Sheria menghela nafasnya panjang. "Itu pasti karena Chade. Aku rasa dia telah dimanipulasi oleh Ronan dan Dylan, dia menjadi pengkhianat asal mereka tidak membunuh kita!"


"Jangan naif Sheria jika Chade berada di kubu Ronan. Mereka akan mudah mendapat informasi mengenai kita, bagaimana kalau misalnya Chade memberitahu lokasi Pulau Biru?"


"Irene dan anak-anakku dalam bahaya!"


Jullian mencoba berpikir realistis, posisi mereka semua dalam bahaya.


"Kalau begitu tidak ada cara lain," balas Sheria. Dia mencoba menjangkau pergelangan tangannya di mana ada jam tangan yang sudah di modifikasi sebelumnya.


Sheria kewalahan mencari tombol emergency yang berada di jam tangan itu dalam keadaan terikat.
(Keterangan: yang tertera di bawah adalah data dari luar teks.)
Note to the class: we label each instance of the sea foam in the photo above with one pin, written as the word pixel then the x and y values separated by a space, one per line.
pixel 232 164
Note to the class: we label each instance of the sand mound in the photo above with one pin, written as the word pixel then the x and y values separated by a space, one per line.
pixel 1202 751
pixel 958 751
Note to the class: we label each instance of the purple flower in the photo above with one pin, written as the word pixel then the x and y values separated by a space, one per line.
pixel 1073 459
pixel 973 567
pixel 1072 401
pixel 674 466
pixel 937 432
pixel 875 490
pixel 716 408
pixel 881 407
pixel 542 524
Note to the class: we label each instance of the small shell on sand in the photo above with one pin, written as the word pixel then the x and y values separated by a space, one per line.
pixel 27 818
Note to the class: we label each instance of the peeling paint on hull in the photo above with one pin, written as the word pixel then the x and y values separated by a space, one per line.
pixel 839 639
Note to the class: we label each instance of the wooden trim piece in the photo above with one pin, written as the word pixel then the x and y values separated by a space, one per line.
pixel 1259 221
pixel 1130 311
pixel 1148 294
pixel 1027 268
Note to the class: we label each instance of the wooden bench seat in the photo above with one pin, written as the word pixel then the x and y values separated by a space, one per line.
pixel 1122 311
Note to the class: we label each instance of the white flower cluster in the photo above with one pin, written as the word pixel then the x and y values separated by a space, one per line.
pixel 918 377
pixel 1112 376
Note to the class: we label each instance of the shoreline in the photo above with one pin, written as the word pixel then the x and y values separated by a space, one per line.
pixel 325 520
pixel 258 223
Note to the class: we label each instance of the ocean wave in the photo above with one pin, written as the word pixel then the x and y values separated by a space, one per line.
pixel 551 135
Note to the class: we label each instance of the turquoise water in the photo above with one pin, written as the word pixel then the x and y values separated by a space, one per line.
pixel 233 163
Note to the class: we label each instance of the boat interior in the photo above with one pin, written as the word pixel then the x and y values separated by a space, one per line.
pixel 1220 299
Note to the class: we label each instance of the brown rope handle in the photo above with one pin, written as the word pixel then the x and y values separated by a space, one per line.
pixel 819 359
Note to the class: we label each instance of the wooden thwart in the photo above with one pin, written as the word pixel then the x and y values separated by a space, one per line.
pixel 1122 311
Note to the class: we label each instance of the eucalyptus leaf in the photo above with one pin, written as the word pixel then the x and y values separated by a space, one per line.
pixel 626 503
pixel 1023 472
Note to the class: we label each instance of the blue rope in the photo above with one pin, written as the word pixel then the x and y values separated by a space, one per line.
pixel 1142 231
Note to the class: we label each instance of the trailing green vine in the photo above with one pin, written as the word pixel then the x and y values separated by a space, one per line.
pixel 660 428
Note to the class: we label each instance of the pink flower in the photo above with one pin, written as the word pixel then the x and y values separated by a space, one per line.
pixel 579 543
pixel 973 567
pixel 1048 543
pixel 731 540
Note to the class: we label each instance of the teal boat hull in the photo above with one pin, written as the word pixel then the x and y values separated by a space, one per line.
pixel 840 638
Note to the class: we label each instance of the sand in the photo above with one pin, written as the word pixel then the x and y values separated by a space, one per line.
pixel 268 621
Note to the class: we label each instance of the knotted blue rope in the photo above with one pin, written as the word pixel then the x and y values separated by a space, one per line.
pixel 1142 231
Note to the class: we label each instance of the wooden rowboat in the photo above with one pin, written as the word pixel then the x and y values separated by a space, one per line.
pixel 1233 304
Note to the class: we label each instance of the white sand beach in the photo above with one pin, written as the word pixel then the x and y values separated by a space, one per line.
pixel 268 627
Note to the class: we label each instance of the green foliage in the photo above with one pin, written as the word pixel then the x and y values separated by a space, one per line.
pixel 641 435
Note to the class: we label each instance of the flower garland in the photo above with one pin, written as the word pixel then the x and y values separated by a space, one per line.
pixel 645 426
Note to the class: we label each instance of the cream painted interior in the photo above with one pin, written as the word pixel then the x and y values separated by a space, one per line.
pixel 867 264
Sampai dia berhasil menjangkau tombol itu untuk memanggil para anggota The Eye.


"Tunggulah sebentar lagi, Papa!" ucap Sheria kemudian.


"Apa maksudmu? Kita harus berdiri dan membuka tali di tubuh Keiner dan Jullian," sahut Trevor yang memikirkan ide supaya tali di tubuh mereka terlepas semua.


"Tidak perlu, bantuan sebentar lagi akan datang!" sambung Sheria.


Tentu saja sebelumnya Sheria sudah memberi instruksi pada para anggotanya tapi Sheria meminta mereka menjaga jarak. Jika dalam keadaan genting, barulah Sheria akan memanggil mereka.


Beberapa menit berlalu, K, J, O dan L tampak berlari ke arah lokasi di mana Sheria berada.


Sheria tersenyum dan bernafas lega. "Cepat lepaskan kami!"


Tanpa menunggu lama lagi, mereka mengambil pisau dan memotong tali-tali yang membelenggu tubuh bos mereka.


"Sekarang kita harus melacak keberadaan Ronan, kita harus menyeret Chade kembali!" perintah Sheria setelah tali di tubuhnya terlepas.


"Chade lagi? Dia selalu membawa masalah, Miss..."


Sementara Trevor masih kebingungan dengan anak buah Sheria, dia memang sudah curiga jika selama ini Sheria bermain-main dengan membobol data-data penting bahkan melakukan perampokan bank tapi dia tidak menduga jika Sheria membentuk sebuah organisasi.


"Aku bisa menjelaskan nanti Papa, kita harus segera mengejar Ronan!" Sheria seakan tahu apa yang ada dipikiran Trevor.


"Kau ada di penjara bawah tanah saat Ronan kabur?" tanya Trevor setelah sadar apa yang sebenarnya terjadi.


Sheria mengangguk. "Kami datang terlambat, rencana Ronan sudah sembilan puluh persen waktu itu! Kami tidak bisa mencegahnya!"


"Itu semua karena Chade!" sela J tidak suka.


Keiner menepuk pundak Sheria untuk meminta penjelasan. "Jadi kau membawa Chade ke penjara bawah tanah? Chade sudah bertemu dengan Dylan sebelumnya?"


"Maafkan aku kak Keiner tapi bisakah kita jangan membahas ini terlebih dahulu, kita membuang banyak waktu, jejak Ronan akan menghilang," ucap Sheria.


"Sheria benar, ayo cepat bergerak!" perintah Trevor.


Mereka akhirnya berusaha melacak keberadaan Ronan dengan drone yang merekam jejak Ronan dan Chade.


Tapi, bersamaan dengan itu, Gwen menghubungi Trevor.


"Ada apa, Gwen?" tanya Trevor saat menerima panggilan itu.


"Semua sapi yang ada di peternakan mati!" lapor Gwen panik.